Alongside R1, DeepSeek released six smaller "distilled" models created through knowledge distillation, where R1's reasoning capabilities were transferred to smaller, more efficient base models. DeepSeek used R1 as a teacher model to generate approximately 800,000 high-quality reasoning traces, which were then used to fine-tune smaller models from the Qwen2.5 and Llama 3 families.[1][2]

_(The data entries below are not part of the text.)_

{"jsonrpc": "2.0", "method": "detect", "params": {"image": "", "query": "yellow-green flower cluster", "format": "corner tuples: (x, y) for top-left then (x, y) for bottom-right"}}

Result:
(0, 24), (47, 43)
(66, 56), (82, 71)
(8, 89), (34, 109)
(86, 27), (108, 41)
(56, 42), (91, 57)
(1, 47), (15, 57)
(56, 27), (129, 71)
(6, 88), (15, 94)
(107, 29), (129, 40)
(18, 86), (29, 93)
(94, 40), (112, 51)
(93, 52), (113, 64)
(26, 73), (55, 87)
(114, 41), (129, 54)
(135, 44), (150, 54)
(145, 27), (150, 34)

| Distilled Model | Base Model | Parameters | AIME 2024 | MATH-500 | GPQA Diamond |
|---|---|---|---|---|---|
| DeepSeek-R1-Distill-Qwen-1.5B | Qwen2.5-1.5B | 1.5B | 28.9% | 83.9% | - |
| DeepSeek-R1-Distill-Qwen-7B | Qwen2.5-7B | 7B | 55.5% | 92.8% | 49.1% |
| DeepSeek-R1-Distill-Llama-8B | Llama 3.1-8B | 8B | 50.4% | 89.1% | 49.0% |
| DeepSeek-R1-Distill-Qwen-14B | Qwen2.5-14B | 14B | 69.7% | 93.9% | 59.1% |
| DeepSeek-R1-Distill-Qwen-32B | Qwen2.5-32B | 32B | 72.6% | 94.3% | 62.1% |
| DeepSeek-R1-Distill-Llama-70B | Llama 3.3-70B | 70B | 70.0% | 94.5% | 65.2% |
The distilled models were a major part of R1's impact. The smallest model, Qwen-1.5B, outperformed GPT-4o and Claude 3.5 Sonnet on math benchmarks despite being small enough to run on consumer hardware. The 32B and 70B distilled models set new state-of-the-art results among dense (non-MoE) open-source models on reasoning benchmarks, outperforming the contemporaneous QwQ-32B-Preview by substantial margins.[1]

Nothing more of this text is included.